Затем я разбудил Бродски, еще не было семи часов – он, конечно, должен был слышать звон будильника, который я поставил на бюро рядом с его кроватью. Затем, сопровождая свои шаги ритмом японской песни жертвоприношения, звучащей из недавно купленного портативного магнитофона, я поднял его из кровати и понес в гостиную, где подушки уже ждали его. Я был одет в кимоно и сандалии (моя версия церемониальной одежды), и на моем лице было более торжественное и непоколебимое выражение, чем обычно. Накануне вечером я постелил мат для упражнений, а сегодня на него, в дополнение к подушкам, поставил кресло малыша со снаряжением, позволяющим ему сидеть прямо. Все это было сделано до обычной ежедневной утренней рутины: мытья, чистки зубов, перемены подгузников, кормления, и даже до некоторых ритуалов, которые он ухитряется проделывать (просыпаясь, он обычно зевает и потягивается; не расправляет руки и ноги, которых у него нет, но все же потягивается), – однако даже этого я не позволил ему в это утро.

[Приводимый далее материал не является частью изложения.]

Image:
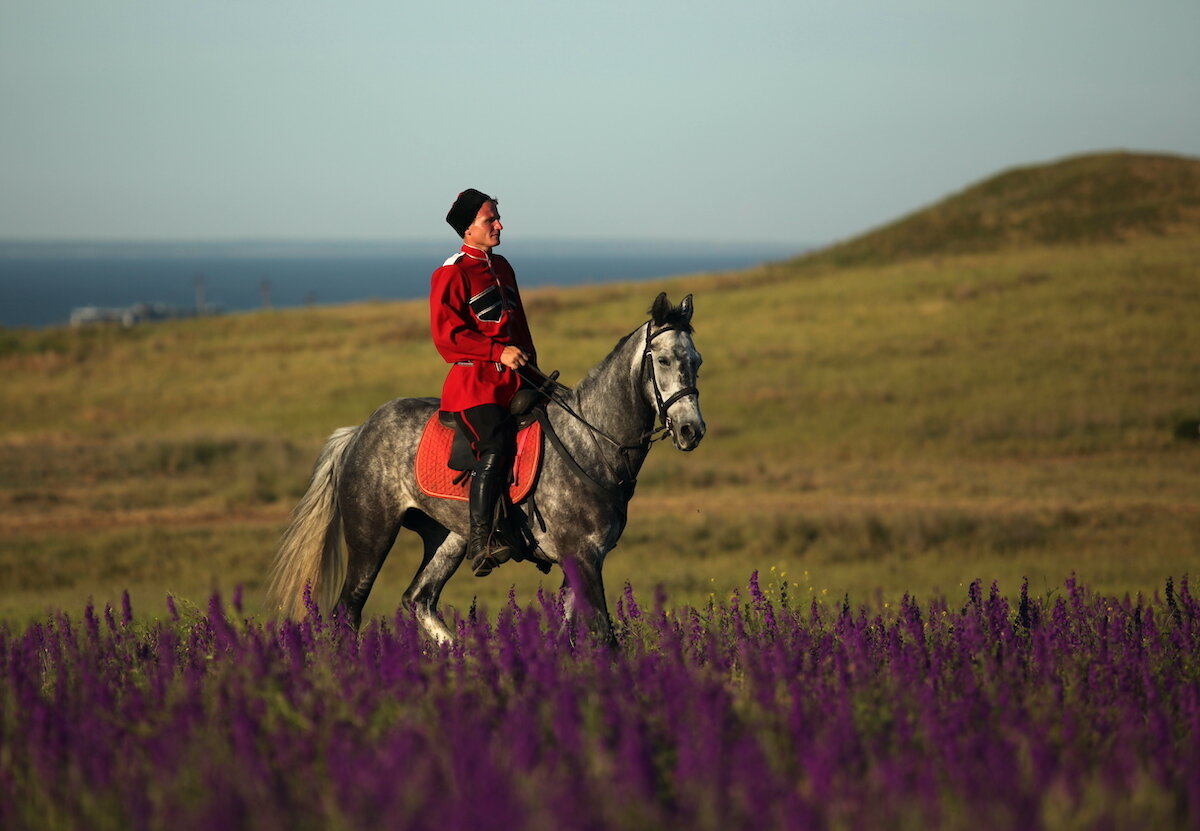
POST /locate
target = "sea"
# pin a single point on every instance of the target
(45, 284)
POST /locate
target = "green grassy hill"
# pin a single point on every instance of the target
(1083, 201)
(905, 425)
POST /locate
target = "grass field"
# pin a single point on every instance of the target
(873, 430)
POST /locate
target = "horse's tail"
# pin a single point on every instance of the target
(310, 557)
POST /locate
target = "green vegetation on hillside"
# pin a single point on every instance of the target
(874, 430)
(1080, 201)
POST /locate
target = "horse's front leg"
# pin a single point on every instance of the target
(443, 554)
(585, 604)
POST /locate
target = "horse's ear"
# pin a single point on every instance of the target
(660, 309)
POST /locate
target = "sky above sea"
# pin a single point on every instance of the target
(783, 121)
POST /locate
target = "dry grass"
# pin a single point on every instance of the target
(873, 431)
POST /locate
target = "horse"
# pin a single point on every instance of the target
(364, 486)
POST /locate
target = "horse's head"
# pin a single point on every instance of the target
(670, 369)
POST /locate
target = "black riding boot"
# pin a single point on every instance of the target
(485, 549)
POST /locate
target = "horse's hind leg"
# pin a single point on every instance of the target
(367, 544)
(443, 554)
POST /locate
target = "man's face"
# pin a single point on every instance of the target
(485, 231)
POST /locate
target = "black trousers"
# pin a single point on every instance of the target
(491, 430)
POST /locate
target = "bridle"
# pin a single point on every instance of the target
(663, 429)
(627, 482)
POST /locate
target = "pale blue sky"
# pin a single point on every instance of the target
(779, 120)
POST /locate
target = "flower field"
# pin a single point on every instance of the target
(1067, 711)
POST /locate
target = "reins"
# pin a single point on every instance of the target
(550, 387)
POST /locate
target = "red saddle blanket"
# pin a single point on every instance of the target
(435, 477)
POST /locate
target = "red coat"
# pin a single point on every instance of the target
(474, 312)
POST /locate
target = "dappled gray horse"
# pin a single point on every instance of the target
(364, 485)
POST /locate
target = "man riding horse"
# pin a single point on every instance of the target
(480, 329)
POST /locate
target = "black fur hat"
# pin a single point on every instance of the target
(466, 208)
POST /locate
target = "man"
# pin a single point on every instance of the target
(479, 327)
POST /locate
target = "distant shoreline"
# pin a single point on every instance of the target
(43, 282)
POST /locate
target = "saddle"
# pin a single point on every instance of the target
(444, 460)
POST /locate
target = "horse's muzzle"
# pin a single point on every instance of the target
(687, 435)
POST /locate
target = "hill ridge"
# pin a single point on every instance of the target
(1103, 197)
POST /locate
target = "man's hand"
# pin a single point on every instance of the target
(514, 357)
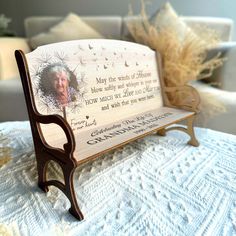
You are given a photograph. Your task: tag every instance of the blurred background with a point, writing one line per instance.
(18, 10)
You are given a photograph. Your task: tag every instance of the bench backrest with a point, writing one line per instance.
(109, 80)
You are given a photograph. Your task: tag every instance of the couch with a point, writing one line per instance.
(12, 105)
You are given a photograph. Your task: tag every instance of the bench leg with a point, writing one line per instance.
(162, 132)
(42, 170)
(67, 188)
(70, 193)
(189, 130)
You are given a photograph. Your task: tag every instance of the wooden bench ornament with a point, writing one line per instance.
(87, 97)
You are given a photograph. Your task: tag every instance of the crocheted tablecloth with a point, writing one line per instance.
(154, 186)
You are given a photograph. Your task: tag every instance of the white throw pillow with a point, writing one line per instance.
(166, 17)
(71, 28)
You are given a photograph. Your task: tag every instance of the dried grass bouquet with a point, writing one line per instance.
(184, 55)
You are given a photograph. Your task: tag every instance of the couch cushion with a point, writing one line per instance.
(165, 17)
(70, 28)
(223, 26)
(108, 26)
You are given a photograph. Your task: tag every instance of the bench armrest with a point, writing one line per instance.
(8, 67)
(69, 147)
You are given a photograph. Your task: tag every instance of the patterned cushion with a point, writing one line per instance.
(71, 28)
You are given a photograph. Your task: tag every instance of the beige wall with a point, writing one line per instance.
(19, 9)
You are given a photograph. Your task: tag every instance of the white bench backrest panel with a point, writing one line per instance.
(116, 79)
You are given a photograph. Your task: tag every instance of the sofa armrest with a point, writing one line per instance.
(8, 45)
(225, 76)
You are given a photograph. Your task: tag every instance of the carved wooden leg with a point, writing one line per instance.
(162, 132)
(70, 193)
(189, 130)
(193, 141)
(42, 179)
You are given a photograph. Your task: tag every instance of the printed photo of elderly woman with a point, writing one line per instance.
(58, 85)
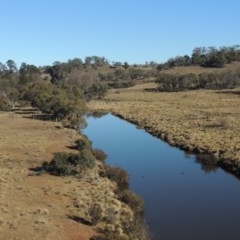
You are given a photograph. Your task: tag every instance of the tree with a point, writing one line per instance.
(98, 89)
(28, 73)
(12, 67)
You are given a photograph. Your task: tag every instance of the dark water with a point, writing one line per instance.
(183, 199)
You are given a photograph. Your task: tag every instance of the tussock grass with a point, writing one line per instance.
(202, 121)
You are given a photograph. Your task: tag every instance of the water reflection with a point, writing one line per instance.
(181, 200)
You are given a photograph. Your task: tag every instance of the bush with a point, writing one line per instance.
(99, 155)
(64, 164)
(118, 175)
(96, 213)
(83, 143)
(134, 201)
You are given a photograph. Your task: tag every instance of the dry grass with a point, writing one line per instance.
(46, 207)
(198, 69)
(202, 120)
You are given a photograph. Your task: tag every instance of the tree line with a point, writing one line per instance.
(218, 80)
(205, 57)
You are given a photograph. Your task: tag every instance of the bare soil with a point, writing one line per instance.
(32, 206)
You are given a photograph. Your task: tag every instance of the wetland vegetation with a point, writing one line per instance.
(191, 102)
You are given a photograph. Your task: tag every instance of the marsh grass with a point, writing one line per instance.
(204, 121)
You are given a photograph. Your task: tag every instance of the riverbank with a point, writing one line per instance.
(36, 205)
(202, 121)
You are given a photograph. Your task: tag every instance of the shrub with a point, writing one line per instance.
(83, 143)
(64, 164)
(134, 201)
(96, 213)
(118, 175)
(99, 155)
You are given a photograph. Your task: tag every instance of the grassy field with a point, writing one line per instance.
(200, 121)
(34, 206)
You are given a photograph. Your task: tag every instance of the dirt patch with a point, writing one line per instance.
(31, 206)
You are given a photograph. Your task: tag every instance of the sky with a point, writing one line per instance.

Я уверен, что он знал, благодаря этому самому отличию, что сегодняшнее утро обещает что-то особенное. И это что-то предназначено для него. Но что? Затем я оставил его сидеть перед подушками ровно пять минут, прежде чем поместить на каждую из них по одному предмету. На первой подушке были положены остатки от моего вечернего ужина; ничего из того, что он обычно ест: кусочки сваренного вкрутую яйца и рассыпанные остатки скорлупы. На другой – вчерашняя газета.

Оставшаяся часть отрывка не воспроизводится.